Hanif Kureishi But at a panel discussion about Islam in the South Asia Diaspora, a research associate at Columbia University slammed Hanif Kureishi for stereotyping the Muslim community. Munir Jiwa, one of the participants at the discussion organized by Asia Society on June 22, asserted that the screenplay "raised and maintained Islamophobia."

The film, directed by Udayan Prasad and starring Om Puri as a non-practicing Muslim taxi driver in Bradford, England, who gives up his Pakistani family to be with a white prostitute, opens this Friday in New York and Los Angeles.

Miramax Films, the distributors of several Oscar-winning box-office hits including Shakespeare In Love and The English Patient, acquired the film last year after it won raves at the Cannes film festival.

The film also focuses on the disenchantment of the cab driver's son with his father's wayward life, with the British social structure, and his embrace of Islamic fundamentalism.

Objecting to the word 'fanatic' in the title of the film, Jiwa said the film offered a stereotyped treatment of Islam. The film also made its white prostitute a heroine while depicting the Muslim wife and mother as subservient persons.

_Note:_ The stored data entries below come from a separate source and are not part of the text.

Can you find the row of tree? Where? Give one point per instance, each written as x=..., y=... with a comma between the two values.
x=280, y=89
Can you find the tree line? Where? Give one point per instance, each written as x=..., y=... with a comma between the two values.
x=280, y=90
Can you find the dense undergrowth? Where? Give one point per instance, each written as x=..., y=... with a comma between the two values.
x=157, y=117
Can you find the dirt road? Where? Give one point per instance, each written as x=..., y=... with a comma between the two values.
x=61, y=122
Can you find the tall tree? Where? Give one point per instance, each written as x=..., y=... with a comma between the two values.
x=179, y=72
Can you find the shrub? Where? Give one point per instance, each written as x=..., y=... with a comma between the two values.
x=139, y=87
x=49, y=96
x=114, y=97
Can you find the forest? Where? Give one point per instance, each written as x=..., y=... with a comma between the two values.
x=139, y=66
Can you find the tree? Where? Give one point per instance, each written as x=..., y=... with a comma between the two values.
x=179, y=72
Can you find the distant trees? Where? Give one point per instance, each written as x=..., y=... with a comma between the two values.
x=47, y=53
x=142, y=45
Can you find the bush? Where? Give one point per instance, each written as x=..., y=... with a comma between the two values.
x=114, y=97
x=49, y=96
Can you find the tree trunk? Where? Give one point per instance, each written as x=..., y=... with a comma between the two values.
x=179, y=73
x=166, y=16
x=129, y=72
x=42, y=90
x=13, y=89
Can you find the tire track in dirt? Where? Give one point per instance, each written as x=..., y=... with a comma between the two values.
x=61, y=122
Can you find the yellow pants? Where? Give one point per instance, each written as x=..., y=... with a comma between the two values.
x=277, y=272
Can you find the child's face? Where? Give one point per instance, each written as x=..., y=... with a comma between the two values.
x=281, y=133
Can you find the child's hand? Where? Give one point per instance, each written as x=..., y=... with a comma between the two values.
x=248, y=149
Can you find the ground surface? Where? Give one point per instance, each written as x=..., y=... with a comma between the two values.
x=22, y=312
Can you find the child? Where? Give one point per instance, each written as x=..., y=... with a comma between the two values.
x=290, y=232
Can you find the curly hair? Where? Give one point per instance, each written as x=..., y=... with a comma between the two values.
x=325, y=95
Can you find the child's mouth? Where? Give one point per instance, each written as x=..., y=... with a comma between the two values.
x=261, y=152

He rejected the promotion of the film as a love story and a comedy. Jiwa, who is involved in research on the Muslim communities in New York City, saw the film as a commentary about Muslim immigrants.

Jiwa was joined in criticizing the film by Shiva Balaghi, a professor at New York University, who berated Kureishi for making the Muslim wife of the cab driver a closet character, and his narrow vision of women. Women are either mothers or prostitutes for Kureishi, she said, accusing him of presenting a black and white view of immigrant Muslims without any gray shades.